The committee on Friday stripped a YouTube exemption from Bill C-10 An Act To Amend The Broadcasting Act that would regulate Netflix and other internet video services.
It includes a requirement they “contribute significantly to the creation and presentation of Canadian programming.”
“When you or I upload something to YouTube or some other sharing service, we will not be considered broadcasters for the purposes of the Act,” testified Thomas Ripley, director general of broadcasting for the Heritage Department.
“In other words, the Canadian Radio Television and Telecommunications Commission couldn’t call us before them and we couldn’t be subject to CRTC hearings and whatnot.
“The programming we upload onto YouTube, that programming we place on that service, would be subject to regulation moving forward. It would be the responsibility of YouTube.”
When Heritage Minister Steven Guilbeault introduced Bill C-10 last November 3 it exempted YouTube uploads from regulation.
“The way forward ultimately is to maintain the exclusion for individual users, but to strike down the exclusion for social media companies,” said Ripley.
“That means all the programming on those services would be subject to the Act regardless.”
Guilbeault complained in an earlier debate on the bill the Broadcasting Act was “frozen in the past” after last amended in 1991.
“What we risk in the long term is nothing less than the loss of our cultural sovereignty,” said Guilbeault.
But critics of Bill C-10 questioned impacts on free speech.
“A major concern for me is who would be defined as a broadcaster,” said Conservative MP Garnett Genuis (Sherwood Park-Fort Saskatchewan, Alta.).
“Who is in?
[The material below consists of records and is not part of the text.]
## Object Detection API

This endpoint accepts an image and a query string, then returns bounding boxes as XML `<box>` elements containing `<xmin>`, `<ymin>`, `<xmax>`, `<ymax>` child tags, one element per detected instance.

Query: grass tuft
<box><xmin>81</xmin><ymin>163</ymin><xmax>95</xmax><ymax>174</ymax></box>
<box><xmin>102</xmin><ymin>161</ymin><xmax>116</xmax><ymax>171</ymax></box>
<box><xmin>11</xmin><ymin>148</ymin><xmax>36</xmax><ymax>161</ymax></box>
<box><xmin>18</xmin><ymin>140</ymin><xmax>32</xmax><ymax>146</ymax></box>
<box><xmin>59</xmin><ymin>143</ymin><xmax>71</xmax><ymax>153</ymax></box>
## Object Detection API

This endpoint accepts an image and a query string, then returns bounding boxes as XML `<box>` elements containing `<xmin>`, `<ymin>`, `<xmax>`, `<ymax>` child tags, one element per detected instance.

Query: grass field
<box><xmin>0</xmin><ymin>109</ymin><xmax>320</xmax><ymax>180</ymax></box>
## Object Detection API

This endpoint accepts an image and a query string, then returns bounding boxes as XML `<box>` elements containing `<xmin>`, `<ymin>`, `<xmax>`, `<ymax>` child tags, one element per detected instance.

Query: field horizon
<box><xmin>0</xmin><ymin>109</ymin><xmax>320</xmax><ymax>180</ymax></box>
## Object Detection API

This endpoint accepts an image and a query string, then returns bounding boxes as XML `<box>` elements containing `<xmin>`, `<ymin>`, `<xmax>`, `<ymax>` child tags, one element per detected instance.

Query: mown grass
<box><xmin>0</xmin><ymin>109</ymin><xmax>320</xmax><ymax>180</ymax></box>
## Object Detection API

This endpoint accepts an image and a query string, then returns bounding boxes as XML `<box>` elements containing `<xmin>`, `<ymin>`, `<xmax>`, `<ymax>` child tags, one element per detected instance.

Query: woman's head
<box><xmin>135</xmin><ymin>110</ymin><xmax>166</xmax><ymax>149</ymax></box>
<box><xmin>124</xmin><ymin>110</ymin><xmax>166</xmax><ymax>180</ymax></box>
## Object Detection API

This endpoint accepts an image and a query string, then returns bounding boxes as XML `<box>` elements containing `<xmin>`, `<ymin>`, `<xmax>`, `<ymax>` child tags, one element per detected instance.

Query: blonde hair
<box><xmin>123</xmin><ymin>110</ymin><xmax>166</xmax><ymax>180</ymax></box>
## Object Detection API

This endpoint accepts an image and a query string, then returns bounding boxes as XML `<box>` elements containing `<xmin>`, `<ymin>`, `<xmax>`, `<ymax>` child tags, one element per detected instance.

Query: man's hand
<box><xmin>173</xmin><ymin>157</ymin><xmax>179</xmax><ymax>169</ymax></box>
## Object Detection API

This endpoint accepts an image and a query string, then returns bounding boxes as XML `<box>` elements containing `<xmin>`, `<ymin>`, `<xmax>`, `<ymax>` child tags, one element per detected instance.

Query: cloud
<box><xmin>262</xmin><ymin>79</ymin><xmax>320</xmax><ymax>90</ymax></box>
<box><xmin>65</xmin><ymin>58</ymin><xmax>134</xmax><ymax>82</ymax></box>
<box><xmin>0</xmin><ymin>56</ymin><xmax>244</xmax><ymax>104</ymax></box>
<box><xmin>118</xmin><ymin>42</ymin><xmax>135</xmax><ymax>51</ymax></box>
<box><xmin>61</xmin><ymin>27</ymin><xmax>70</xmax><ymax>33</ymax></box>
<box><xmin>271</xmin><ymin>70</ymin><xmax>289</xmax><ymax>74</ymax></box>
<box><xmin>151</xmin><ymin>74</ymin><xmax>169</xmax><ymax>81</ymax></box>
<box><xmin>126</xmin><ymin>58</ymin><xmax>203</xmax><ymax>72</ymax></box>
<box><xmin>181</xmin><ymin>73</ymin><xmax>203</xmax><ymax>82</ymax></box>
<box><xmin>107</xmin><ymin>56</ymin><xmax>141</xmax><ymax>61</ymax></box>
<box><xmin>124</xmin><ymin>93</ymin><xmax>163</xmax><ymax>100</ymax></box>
Who is out? If people start their own YouTube channels and get a large number of subscribers, do they become subject to all kinds of regulations?”
Conservative MP Cheryl Gallant (Renfrew-Nipissing, Ont.) said the bill marked “the steady erosion of free speech in Canada,” including YouTube users.
“It is not in the best interests of Canadians to turn the CRTC into some kind of censor board beyond the reach of Parliament,” said Gallant.
“The only reason the government is doing this is to stretch the justification of regulating public airwaves into a justification for regulating private viewing. Our freedom of speech and our freedom of expression are not just about the right to be heard. It is about our right to hear, to listen, to see and to understand. It is a human right, not a Canadian privilege.”